Diabetic Eye Care


     At Vespa Vision Centre we provide all diagnostic services needed to monitor changes to your eyes as a result of diabetes. These services include OCT imaging, retinal photography, and visual field analysis. We welcome and encourage all patients with diabetes to have their yearly eye examinations.


     Diabetes can affect all tissues in the body, but in terms of the eyes it can increase the likelihood of bleeding and hemorrhaging within the sensory part of the eye (retina). The presence of this is termed diabetic retinopathy. If not monitored by an eye care practioner, diabetic retinopathy can cause devastating, irreversible vision loss. It is for this reason that Diabetes Canada and the Canadian Association of Optometrists recommend that diabetic patients be seen yearly for a comprehensive eye examination.

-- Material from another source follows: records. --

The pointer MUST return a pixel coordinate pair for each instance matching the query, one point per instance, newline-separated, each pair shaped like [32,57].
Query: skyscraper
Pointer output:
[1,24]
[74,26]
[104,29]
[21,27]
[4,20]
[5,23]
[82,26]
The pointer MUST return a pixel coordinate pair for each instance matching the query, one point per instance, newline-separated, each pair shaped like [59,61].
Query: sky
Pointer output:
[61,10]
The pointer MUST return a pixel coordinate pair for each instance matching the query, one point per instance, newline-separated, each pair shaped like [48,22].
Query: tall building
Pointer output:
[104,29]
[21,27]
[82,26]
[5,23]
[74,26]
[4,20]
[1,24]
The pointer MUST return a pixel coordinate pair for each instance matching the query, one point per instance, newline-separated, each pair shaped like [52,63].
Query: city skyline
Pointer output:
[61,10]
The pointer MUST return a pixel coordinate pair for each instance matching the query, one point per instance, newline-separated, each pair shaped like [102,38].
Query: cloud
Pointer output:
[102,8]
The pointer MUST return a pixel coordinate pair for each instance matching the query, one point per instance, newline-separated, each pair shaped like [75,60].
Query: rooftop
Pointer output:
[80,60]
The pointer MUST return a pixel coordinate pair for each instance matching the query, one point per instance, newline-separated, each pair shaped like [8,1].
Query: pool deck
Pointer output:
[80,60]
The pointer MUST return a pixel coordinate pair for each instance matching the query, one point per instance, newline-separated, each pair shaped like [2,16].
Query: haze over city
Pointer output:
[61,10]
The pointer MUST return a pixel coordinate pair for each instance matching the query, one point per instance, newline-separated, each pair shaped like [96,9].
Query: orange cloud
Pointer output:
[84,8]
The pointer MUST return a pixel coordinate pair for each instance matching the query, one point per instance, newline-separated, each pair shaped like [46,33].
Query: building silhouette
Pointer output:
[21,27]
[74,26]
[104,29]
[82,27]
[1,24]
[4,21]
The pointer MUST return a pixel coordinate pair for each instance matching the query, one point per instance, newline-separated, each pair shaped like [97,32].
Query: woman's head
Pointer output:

     There are multiple manifestations of diabetes within the eye. They are categorized based on severity. The major categories are Non-proliferative Diabetic Retinopathy (NPDR) and Proliferative Diabetic Retinopathy (PDR), with PDR being the more severe of the two. NPDR is split into categories of Mild, Moderate, and Severe. Regular retinal photography can aid in monitoring diabetic eye changes over the course of years.


    Another common manifestation of diabetic change within the eyes is known as Diabetic Macular Edema (DME). DME presents as an accumulation of fluid within the area of the retina known as the macula, which is responsible for our central vision. It is also the area with the potential of the most fine and detailed vision. OCT imaging is very helpful in tracking changes within the macula, due to its ability to take a cross sectional image of the macula at the level of microns.



Diabetic Retinopathy Categorization



     This is the earliest form of change to the eyes as a result of poor diabetic control. Many times this presentation does not require any further treatment. Stricter control of blood glucose levels is warranted when these findings are discovered within your eyes.

                                                                                  Moderate NPDR


     This is the next stage, and usually involves more signs of oxygen deprivation within the eye. Occasionally this stage of diabetic retinopathy does require treatment, but for the majority of the time it is monitored on a more frequent basis.

Severe NPDR


     This stage of diabetic retinopathy almost always requires treatment. This can be in the form of laser treatment or injections within the eye. The goal of these treatments is to prevent scarring of retinal tissue secondary to bleeding, which causes permanent vision reduction.

                            Proliferative Diabetic Retinopathy


      This is the worst possible stage of diabetic eye disease. Many patients that reach this category of diabetic retinopathy have some form of vision loss.

Diabetic Macular Edema



     Many patients that present with decreased vision due to diabetes have a small amount of fluid accumulation in an area of the retina called the macula. OCT imaging is the technology of choice when monitoring changes within the macula, which is a cross sectional scan of the area. The photo to the left is of a macular scan of an eye affected by DME.